You just say "artificial tests produce artificial results, bye".
How silly to emphasize things like "built as a C extension" and "uses modern data-structures" as if these were useful criteria for choosing a search engine.
It's about minimizing the effort needed to find what you're looking for. Speed of index construction time, unless we're talking orders of magnitude, isn't really meaningful. I don't know if this is just a really clumsy attempt at "marketing" or what, but I can't imagine this is going to convince anyone to drop es for this thing.
Also complaining that "Lucene is 20 years old" is about the same as saying "Linux is ~30 years old"
Lucene is a pretty rock-solid open source project that has been battle tested over those 20 years and had some of the best engineers in the world improve over a long time frame. That's an asset for Lucene!
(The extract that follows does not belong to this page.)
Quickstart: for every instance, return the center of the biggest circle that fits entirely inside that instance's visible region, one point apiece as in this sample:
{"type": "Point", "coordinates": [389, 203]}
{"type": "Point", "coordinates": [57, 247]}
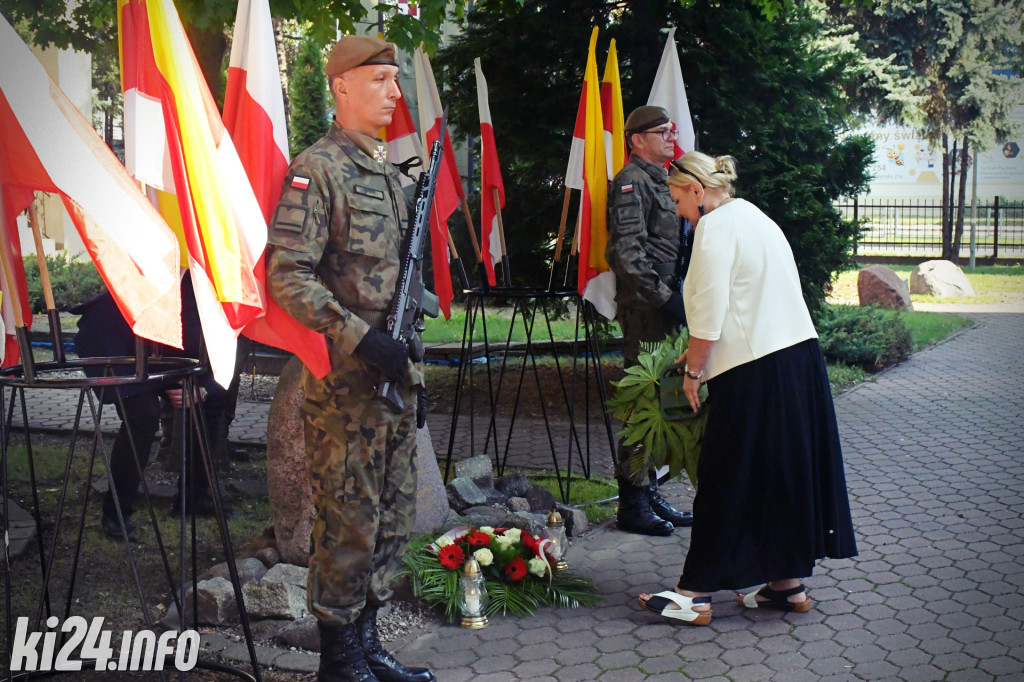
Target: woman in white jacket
{"type": "Point", "coordinates": [771, 493]}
That's a testament to how hard search engines are. Armies of engineers spent years getting to this point. This project just started as a POC for Redis modules, but this is really forced and futile. Trying to do this is like attaching wings to a motorcycle - it's not how search works. This falls apart beyond a primitive word lookup, which you can do with any SQL database. And it has been done, MANY times.
> Lucene is 20 years old
Damn I feel old. I remember when Lucene was hot new kid in the block.